The nationality of the owners does not alter the fact that the USW collaborates with management in order to drive down wages and labor costs in the name of global competitiveness.

Asarco mine workers confront not only a ruthless management, but the thoroughly rotten trade union organizations.

A striking Asarco worker wrote a message to the World Socialist Web Site in support of expanding the strike. “I think it would be great to expand. For all unions to stand and support each other. Everyone is affected when we are not able to feed our families under the same wages we're used to making. There are power in numbers, but we must continue to stand strong and support each other.”

To win their struggle workers must break out of the straitjacket imposed by the unions and reject their nationalist and pro-corporate framework.

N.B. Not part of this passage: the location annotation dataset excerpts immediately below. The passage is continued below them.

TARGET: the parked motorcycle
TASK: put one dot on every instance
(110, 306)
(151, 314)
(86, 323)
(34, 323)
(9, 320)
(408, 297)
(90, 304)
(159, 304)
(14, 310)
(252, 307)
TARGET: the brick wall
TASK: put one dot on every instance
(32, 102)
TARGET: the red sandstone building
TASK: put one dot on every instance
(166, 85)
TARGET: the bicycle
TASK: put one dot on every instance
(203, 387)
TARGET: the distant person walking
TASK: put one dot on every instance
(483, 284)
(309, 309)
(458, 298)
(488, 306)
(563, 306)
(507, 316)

Workers at Asarco need to organize rank-and-file committees to take control of their struggle. They need to hold democratic discussions to decide and put forth their own demands, which can include but are not limited to:

* $750 per week in strike pay

* An immediate 40 percent wage increase for all workers and restoration of COLA

* Fully funded health care and pension benefits for all workers

* Rank-and-file workers’ oversight of all negotiations between the company and unions and contract voting process

* A return to the eight-hour work day and restoration of thousands of lost jobs

* Election of rank-and-file safety committees in the mines to oversee all health, safety and environmental measures needed to protect workers

* Ample funding for research and development of safe mining and extraction techniques, and equipment that will end the risks to workers’ lives and health

The strike of some 1,800 Asarco mine workers is a part of a global upsurge in working-class struggles as the world capitalist crisis intensifies, expressed in part by the growing strike movements erupting throughout Latin America, the Middle East, Africa and Asia. The task of rank-and-file committees is to establish links between these struggles in a unified global movement.

The fight of copper mine workers is in essence a political struggle, pitting workers against an entire capitalist class intent on deepening the exploitation of workers. To win their fight workers need a conscious international political strategy based on the fight for socialism, the reorganization of economic life in the interests of production for human need, not private profit.